In the (very) long list of people who have been penalized and impoverished over the past 15 years, overseas pensioners probably do fit in somewhere… near the bottom.
@jamesfowler. You seem to forget that the UK state pension is one of the lowest in Europe and much of the developed world.
I am fortunate in having a works pension that I paid for (in conjunction with my employer) all my working life. If I had to actually live on my state pension of £159.52 a week, I would struggle. My rent alone is £625 a month, although I might qualify for help with rent and council tax if the state pension was my only income.
The UK is a wealthy country, where the rich are in charge under this government and seek to persuade the rest of us that we can’t afford better, when in fact, all they want to do is keep their wealth and pay minimum tax and to hell with the rest of us.
I note James Fowler uses the word ‘median’ in reference to pensioners’ income.
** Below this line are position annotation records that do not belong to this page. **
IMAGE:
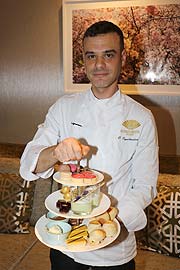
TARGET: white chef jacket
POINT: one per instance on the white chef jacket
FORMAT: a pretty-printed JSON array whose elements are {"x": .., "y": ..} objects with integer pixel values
[{"x": 124, "y": 146}]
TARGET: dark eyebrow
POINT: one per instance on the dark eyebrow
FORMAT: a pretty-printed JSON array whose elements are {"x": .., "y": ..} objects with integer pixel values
[{"x": 107, "y": 51}]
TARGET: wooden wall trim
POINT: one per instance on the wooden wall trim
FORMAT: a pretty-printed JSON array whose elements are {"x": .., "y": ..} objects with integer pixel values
[
  {"x": 169, "y": 164},
  {"x": 11, "y": 150}
]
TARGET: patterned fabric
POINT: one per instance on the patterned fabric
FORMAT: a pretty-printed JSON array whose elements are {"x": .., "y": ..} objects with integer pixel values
[
  {"x": 162, "y": 233},
  {"x": 16, "y": 199}
]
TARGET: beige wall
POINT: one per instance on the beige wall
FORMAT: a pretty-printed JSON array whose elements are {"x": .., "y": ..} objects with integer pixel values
[{"x": 31, "y": 74}]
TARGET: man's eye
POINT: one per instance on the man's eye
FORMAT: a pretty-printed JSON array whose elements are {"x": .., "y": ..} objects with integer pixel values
[
  {"x": 109, "y": 55},
  {"x": 91, "y": 56}
]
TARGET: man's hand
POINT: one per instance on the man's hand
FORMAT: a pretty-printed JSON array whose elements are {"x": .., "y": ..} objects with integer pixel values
[{"x": 70, "y": 149}]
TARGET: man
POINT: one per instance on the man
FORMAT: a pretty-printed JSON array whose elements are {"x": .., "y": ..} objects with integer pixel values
[{"x": 111, "y": 133}]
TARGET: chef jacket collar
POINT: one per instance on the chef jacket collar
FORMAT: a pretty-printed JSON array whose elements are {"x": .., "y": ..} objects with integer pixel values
[{"x": 110, "y": 102}]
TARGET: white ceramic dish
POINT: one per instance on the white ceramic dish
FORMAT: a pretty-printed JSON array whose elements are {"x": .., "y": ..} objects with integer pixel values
[
  {"x": 56, "y": 238},
  {"x": 41, "y": 235},
  {"x": 51, "y": 200},
  {"x": 57, "y": 178}
]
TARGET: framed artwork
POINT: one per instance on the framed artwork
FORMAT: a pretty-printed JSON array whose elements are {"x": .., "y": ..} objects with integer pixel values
[{"x": 152, "y": 43}]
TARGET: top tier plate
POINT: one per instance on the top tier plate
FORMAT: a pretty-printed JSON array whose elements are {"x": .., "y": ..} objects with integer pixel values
[{"x": 57, "y": 178}]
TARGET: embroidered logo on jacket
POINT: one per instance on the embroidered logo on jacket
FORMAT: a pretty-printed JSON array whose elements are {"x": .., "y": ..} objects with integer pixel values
[{"x": 131, "y": 124}]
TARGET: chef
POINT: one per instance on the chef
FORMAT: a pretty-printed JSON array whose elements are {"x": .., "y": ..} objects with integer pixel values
[{"x": 107, "y": 131}]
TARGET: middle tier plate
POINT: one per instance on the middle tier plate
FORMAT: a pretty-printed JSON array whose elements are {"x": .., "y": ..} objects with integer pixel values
[{"x": 51, "y": 200}]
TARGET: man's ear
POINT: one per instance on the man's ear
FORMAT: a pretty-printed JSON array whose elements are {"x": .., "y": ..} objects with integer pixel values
[{"x": 123, "y": 57}]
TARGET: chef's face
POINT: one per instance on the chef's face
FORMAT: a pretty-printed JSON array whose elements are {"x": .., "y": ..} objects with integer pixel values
[{"x": 103, "y": 60}]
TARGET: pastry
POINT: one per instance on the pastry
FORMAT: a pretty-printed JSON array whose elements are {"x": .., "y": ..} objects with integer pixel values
[
  {"x": 112, "y": 211},
  {"x": 93, "y": 225},
  {"x": 89, "y": 178},
  {"x": 65, "y": 176},
  {"x": 55, "y": 229},
  {"x": 63, "y": 206},
  {"x": 77, "y": 178},
  {"x": 97, "y": 236},
  {"x": 103, "y": 217},
  {"x": 78, "y": 243},
  {"x": 110, "y": 228},
  {"x": 77, "y": 237}
]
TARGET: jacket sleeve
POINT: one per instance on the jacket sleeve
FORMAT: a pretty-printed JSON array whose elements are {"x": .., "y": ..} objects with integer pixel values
[
  {"x": 145, "y": 169},
  {"x": 48, "y": 134}
]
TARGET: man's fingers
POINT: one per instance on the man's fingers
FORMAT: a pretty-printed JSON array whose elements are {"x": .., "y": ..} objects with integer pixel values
[
  {"x": 85, "y": 150},
  {"x": 70, "y": 149}
]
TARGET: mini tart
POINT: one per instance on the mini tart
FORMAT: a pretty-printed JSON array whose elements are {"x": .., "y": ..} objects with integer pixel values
[
  {"x": 97, "y": 236},
  {"x": 65, "y": 175},
  {"x": 89, "y": 178},
  {"x": 77, "y": 178}
]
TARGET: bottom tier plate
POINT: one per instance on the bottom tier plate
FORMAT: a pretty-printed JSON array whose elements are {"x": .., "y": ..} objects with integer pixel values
[{"x": 41, "y": 234}]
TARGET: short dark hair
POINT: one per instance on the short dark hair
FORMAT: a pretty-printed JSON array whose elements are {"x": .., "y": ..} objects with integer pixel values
[{"x": 104, "y": 27}]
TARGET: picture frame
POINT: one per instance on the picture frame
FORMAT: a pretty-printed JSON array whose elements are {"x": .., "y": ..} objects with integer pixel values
[{"x": 78, "y": 14}]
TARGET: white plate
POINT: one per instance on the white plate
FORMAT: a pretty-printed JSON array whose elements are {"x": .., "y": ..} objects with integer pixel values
[
  {"x": 51, "y": 200},
  {"x": 57, "y": 178},
  {"x": 41, "y": 235}
]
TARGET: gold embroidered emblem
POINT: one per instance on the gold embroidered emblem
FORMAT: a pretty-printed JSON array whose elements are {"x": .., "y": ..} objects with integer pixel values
[{"x": 131, "y": 124}]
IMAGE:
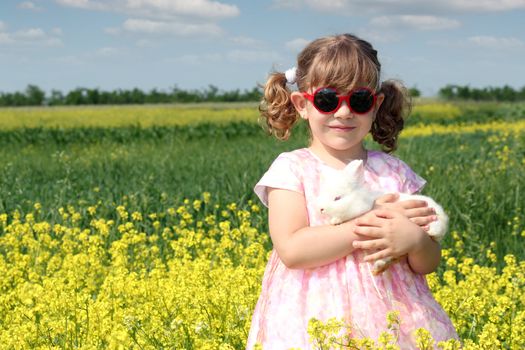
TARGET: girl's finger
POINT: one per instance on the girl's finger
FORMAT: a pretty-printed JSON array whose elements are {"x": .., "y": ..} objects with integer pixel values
[
  {"x": 382, "y": 254},
  {"x": 414, "y": 203},
  {"x": 415, "y": 212},
  {"x": 387, "y": 198},
  {"x": 423, "y": 221},
  {"x": 384, "y": 213},
  {"x": 371, "y": 244},
  {"x": 369, "y": 231}
]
I presume he understands it’s meaning in this context i.e. the amount of income at which half of pensioners fall below and half above.
A pity he does not also use another important statistics word ‘range’ to describe the highest and lowest incomes of pensioners – many of whom have no income other than the state pension while others, as Mick Taylor points out, may be fortunate in having employment-related pensions in addition to state pensions.
As someone falling into the same category as Mick – my company pension means I’m comfortably off. I’m not complaining. I think there is a good case for merging national insurance contributions into income tax – which would mean this comfortably off pensioner would pay more tax than she does at present. I’m appalled at Sunak’s loading of the cost of his dedicated funding for health and social care on to working people – there is no good reason why better-off pensioners should not be contributing as well.